In ordine alla censura di mancata esibizione della procura in appello si rinvia a quanto esposto con l'esame dei primi quattro motivi.
Con il primo motivo del ricorso incidentale, denunziando la violazione e falsa applicazione dell'art. 437 c.p.c. ed il vizio di insufficiente motivazione, la AN ricorrente contesta la genericità della domanda restitutoria in quanto nel giudizio di appello il Tribunale aveva limitato a 50 milioni di lire l'esecutività dell'appello e in detti limiti l'altra parte aveva ottenuto con ordinanza 15/21 marzo 1997 dal Giudice dell'esecuzione l'assegnazione della somma di lire 50.000.000 pignorata presso la banca debitrice. Contesta, inoltre, che la domanda restitutoria non fosse proponibile in appello. Con il secondo motivo lamenta che il Tribunale ritenuta la nullità della domanda la abbia rigettata nel merito.
La prima censura è infondata.
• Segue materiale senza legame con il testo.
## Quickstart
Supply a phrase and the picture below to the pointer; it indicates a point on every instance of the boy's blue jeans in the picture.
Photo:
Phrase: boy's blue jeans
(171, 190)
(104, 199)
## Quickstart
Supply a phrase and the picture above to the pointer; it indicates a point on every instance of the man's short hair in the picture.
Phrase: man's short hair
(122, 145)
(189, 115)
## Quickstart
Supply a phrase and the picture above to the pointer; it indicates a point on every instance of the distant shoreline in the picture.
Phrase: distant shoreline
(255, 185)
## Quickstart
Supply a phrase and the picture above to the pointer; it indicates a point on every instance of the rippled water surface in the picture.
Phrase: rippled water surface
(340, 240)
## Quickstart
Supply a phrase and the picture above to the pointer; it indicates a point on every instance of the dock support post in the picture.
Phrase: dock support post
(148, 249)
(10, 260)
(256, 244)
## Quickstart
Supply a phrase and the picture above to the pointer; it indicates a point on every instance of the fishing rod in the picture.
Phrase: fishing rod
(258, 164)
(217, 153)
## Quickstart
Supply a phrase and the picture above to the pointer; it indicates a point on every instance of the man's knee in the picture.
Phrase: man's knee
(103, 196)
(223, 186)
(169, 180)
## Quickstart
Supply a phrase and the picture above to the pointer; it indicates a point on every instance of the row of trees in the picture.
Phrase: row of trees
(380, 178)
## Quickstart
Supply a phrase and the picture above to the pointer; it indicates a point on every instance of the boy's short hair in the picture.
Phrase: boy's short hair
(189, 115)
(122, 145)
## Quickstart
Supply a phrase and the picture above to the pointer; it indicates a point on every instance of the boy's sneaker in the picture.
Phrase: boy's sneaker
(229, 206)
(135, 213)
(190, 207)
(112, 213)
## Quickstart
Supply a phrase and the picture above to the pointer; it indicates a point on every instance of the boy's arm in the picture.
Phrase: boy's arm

Non sussiste violazione dell'art. 437 c.p.c. in quanto il Tribunale non ha dichiarato inammissibile la domanda perché nuova, ma l'ha rigettata per genericità della stessa. Questa valutazione appare fondata perché all'udienza del 23.7.1998 la AN aveva così formulato la domanda: "Condannare EL RA al pagamento delle somme che in forza della provvisoria esecuzione della sentenza è stata costretta a pagare in sede esecutiva. "Manca nella domanda la precisazione dell'entità della somma per la quale si chiede la condanna, cioè la determinazione dell'oggetto della domanda, richiesto a pena di nullità dell'art. 414 n. 3 c.p.c. Il secondo motivo è fondato. Alla nullità della domanda doveva conseguire una pronuncia processuale di inammissibilità della stessa e non di rigetto nel merito.
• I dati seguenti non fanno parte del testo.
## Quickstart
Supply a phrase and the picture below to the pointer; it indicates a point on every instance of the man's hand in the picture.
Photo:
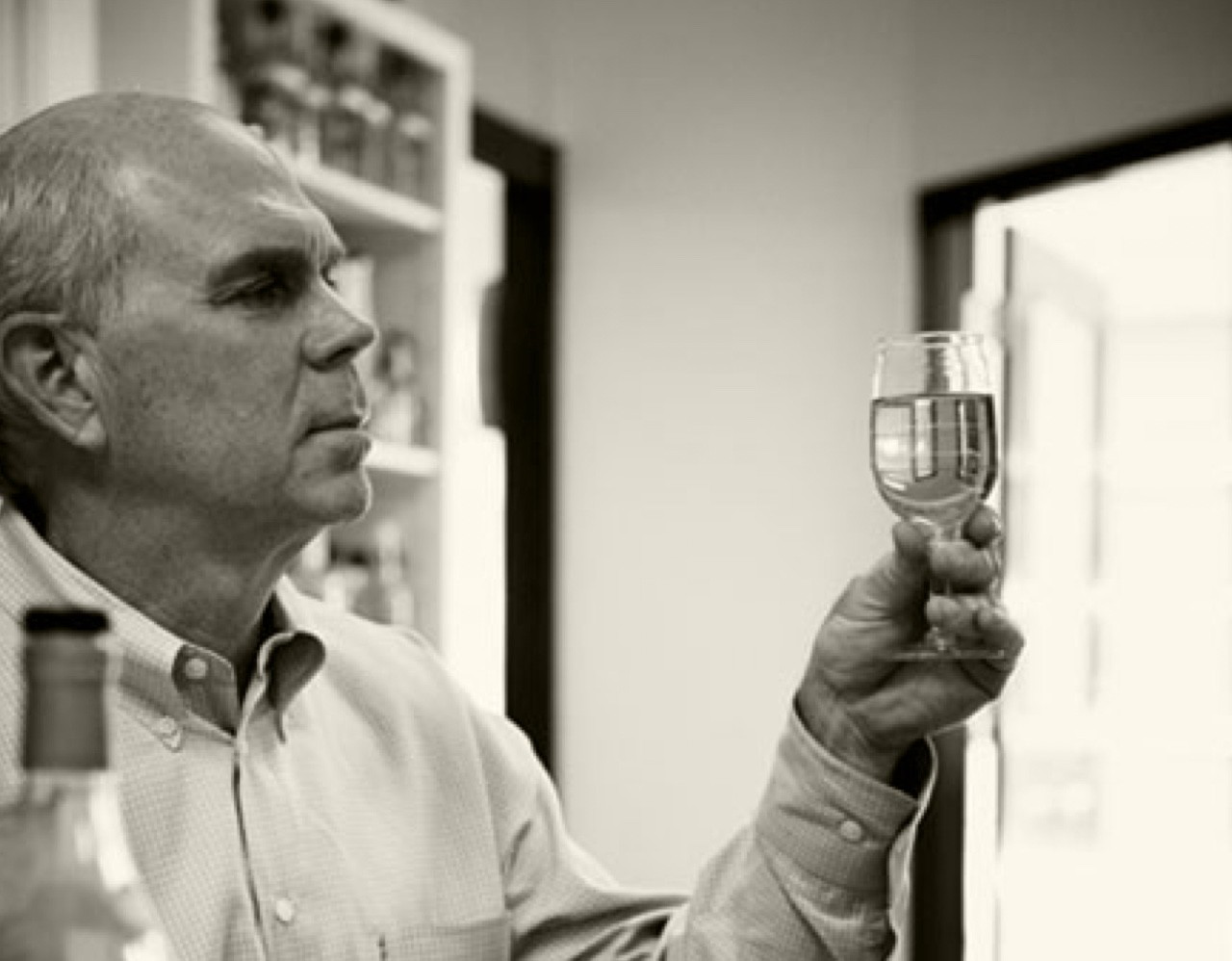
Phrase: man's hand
(866, 709)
In conclusione va rigettato il ricorso principale ed il primo motivo di quello incidentale, accolto il secondo motivo e cassata in relazione al motivo accolto la sentenza impugnata. Non essendo necessari ulteriori accertamenti di fatto la causa può essere decisa nel merito con la declaratoria di inammissibilità della domanda restitutoria proposta dalla AN in appello. La sostanziale conferma della sentenza di appello comporta la conferma del capo sulle spese della stessa.
Le spese del giudizio di legittimità seguono la soccombenza e si liquidano nel dispositivo.
P.Q.M.
La Corte rigetta il ricorso principale ed il primo motivo del ricorso incidentale, accoglie il secondo motivo del ricorso incidentale, cassa in relazione al motivo accolto la sentenza impugnata e, decidendo nel merito, dichiara inammissibile la domanda restitutoria proposta dalla AN. Conferma nel resto ed anche nel capo delle spese della sentenza impugnata. Condanna il ricorrente alle spese del giudizio di Cassazione che liquida in euro 46,00 oltre euro 2.500,00 di onorario di avvocato.
Così deciso in Roma, il 25 febbraio 2003.